Così recita la bozza delle linee guida Ue per gli stati membri, che negli intenti punta a rendere più economico l'accesso alla banda larga, ma nei fatti oggi ha scatenato le ire dei garanti nazionali, che saranno responsabili del loro recepimento.

Sui 495 milioni di abitanti dell'Ue, solo un milione dispone di una connessione a fibra ottica, e la Commissione auspica che le linee guida possano incoraggiare gli investimenti.

Secondo uno studio McKinsey, ci vorrebbero 300 miliardi di euro per convertire tutti gli accessi presenti in Europa in accessi a fibra ottica e sostituire i fili di rame, talvolta risalenti al 1800.

"Vogliamo che la legislazione dei singoli stati non solo incoraggi gli investimenti necessari nel campo della fibra ottica, ma rafforzi anche la concorrenza nel settore banda larga", ha scritto in una nota il commissario Ue alla concorrenza Neelie Kroes.

Le linee guida saranno adottare dalla Commissione l'anno prossimo.
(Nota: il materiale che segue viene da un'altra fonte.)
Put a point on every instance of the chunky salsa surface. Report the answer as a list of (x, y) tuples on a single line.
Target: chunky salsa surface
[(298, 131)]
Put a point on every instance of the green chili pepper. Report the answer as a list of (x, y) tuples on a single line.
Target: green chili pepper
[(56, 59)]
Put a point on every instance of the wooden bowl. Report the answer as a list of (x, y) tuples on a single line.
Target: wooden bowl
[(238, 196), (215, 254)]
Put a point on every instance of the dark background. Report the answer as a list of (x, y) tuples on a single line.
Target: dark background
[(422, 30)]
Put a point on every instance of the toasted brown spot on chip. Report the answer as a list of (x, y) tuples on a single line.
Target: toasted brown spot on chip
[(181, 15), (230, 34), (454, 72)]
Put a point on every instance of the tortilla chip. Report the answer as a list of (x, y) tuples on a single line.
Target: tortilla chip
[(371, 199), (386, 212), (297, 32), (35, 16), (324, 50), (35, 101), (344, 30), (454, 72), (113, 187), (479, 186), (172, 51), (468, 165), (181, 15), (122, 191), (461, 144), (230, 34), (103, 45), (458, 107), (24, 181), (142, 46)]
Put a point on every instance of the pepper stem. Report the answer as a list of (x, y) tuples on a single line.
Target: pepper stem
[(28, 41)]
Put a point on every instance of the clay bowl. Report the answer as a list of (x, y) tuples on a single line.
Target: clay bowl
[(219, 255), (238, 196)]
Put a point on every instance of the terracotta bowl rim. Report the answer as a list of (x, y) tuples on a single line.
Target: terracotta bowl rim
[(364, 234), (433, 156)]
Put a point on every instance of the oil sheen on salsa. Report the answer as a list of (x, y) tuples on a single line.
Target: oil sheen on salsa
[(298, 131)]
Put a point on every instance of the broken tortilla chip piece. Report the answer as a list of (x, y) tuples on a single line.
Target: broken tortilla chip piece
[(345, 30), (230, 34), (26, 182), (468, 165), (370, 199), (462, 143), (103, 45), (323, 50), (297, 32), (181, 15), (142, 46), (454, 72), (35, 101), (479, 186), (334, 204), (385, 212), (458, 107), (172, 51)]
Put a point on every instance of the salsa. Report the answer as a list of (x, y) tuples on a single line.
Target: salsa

Non saranno vincolanti, ma i garanti e i governi che non le attueranno dovranno spiegarne il motivo.

Lo European Regulators Group, composto dai garanti delle telecomunicazioni dei 27 paesi Ue, sostiene però che le linee guida impediscono gli investimenti, l'innovazione e la concorrenza e che i suoi membri non ne condividono la natura "eccessivamente prescrittiva".

"Dal nostro punto di vista, l'approccio corrente della Commissione va contro le best practice regolatorie e rischia di danneggiare il settore", recita una nota del presidente dell'Erg Daniel Pataki.